La médecine vétérinaire en crise
18 oct., 2024
Veuillez trouver l’article du Dr Schott sous ce message de l’ACMV
Comme le disait si bien le Dr Schott, la médecine vétérinaire peut être une profession merveilleuse et enrichissante. Elle peut aussi être difficile par moments et, même si ces défis sont nombreux, nous savons que les moments difficiles sont réels.

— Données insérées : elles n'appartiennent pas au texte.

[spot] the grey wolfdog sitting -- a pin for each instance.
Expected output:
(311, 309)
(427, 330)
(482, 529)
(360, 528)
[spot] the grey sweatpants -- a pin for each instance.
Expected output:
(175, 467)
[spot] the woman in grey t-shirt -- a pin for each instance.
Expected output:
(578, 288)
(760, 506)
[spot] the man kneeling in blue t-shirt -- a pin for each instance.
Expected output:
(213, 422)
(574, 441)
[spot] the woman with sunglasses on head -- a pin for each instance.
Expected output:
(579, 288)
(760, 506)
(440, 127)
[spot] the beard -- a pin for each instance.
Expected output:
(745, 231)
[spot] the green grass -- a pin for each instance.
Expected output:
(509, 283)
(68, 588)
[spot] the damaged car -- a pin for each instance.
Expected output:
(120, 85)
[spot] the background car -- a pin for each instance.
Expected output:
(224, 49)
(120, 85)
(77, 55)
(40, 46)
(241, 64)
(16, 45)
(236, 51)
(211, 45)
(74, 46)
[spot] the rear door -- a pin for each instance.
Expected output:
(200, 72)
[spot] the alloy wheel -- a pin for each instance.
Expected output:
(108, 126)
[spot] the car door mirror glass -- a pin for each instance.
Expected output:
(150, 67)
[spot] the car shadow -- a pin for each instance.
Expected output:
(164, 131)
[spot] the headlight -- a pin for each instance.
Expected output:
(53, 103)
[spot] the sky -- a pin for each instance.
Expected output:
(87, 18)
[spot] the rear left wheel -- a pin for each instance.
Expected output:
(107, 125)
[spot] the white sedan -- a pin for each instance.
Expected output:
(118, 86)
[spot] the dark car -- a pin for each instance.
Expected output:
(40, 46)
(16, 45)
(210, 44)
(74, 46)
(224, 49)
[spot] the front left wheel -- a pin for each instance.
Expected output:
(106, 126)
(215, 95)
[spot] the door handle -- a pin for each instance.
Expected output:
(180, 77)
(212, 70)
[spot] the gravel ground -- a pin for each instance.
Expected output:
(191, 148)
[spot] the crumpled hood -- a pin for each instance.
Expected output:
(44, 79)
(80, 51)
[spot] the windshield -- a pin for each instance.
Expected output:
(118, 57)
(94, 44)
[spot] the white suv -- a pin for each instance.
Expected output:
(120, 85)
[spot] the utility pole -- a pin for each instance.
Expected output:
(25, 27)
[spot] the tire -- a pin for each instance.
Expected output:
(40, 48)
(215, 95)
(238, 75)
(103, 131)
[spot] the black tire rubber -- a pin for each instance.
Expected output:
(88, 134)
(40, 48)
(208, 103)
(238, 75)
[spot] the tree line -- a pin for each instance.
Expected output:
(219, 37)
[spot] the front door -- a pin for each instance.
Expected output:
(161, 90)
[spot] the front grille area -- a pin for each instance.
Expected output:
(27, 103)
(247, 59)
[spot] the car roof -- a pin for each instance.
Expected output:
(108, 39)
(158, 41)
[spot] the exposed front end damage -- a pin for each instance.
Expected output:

L’Association canadienne des médecins vétérinaires (ACMV) vous apprécie énormément, ainsi que le travail que vous faites. Nous nous soucions de vous et voulons que vous sachiez que vous n’êtes pas seul. Veuillez consulter les suggestions ci-dessous pour vous aider à préserver et à gérer votre santé mentale et à prendre soin de vous-même.
- Parler avec une ou un collègue vétérinaire permet de normaliser les expériences vécues. Cela peut aussi vous aider à ne pas vous sentir isolé. Grâce au généreux parrainage du Western Financial Group, l’ACMV offre Togetherall, une plateforme en ligne 24 heures sur 24, 7 jours sur 7 et 365 jours par an et une ressource de soutien en santé mentale gratuite pour tous les vétérinaires et étudiants vétérinaires canadiens. Il s’agit d’un service anonyme, confidentiel et inclusif avec une supervision sécuritaire par des praticiens en santé mentale agréés.
- Parler à un professionnel peut s’avérer utile. L’accès à des thérapeutes et psychologues agréés est possible par l’intermédiaire de nombreux programmes d’aide aux employés des associations provinciales de médecins vétérinaires. Vous trouverez les coordonnées des professionnels sur la page « Qui appeler en cas de besoin ? » de l’ACMV.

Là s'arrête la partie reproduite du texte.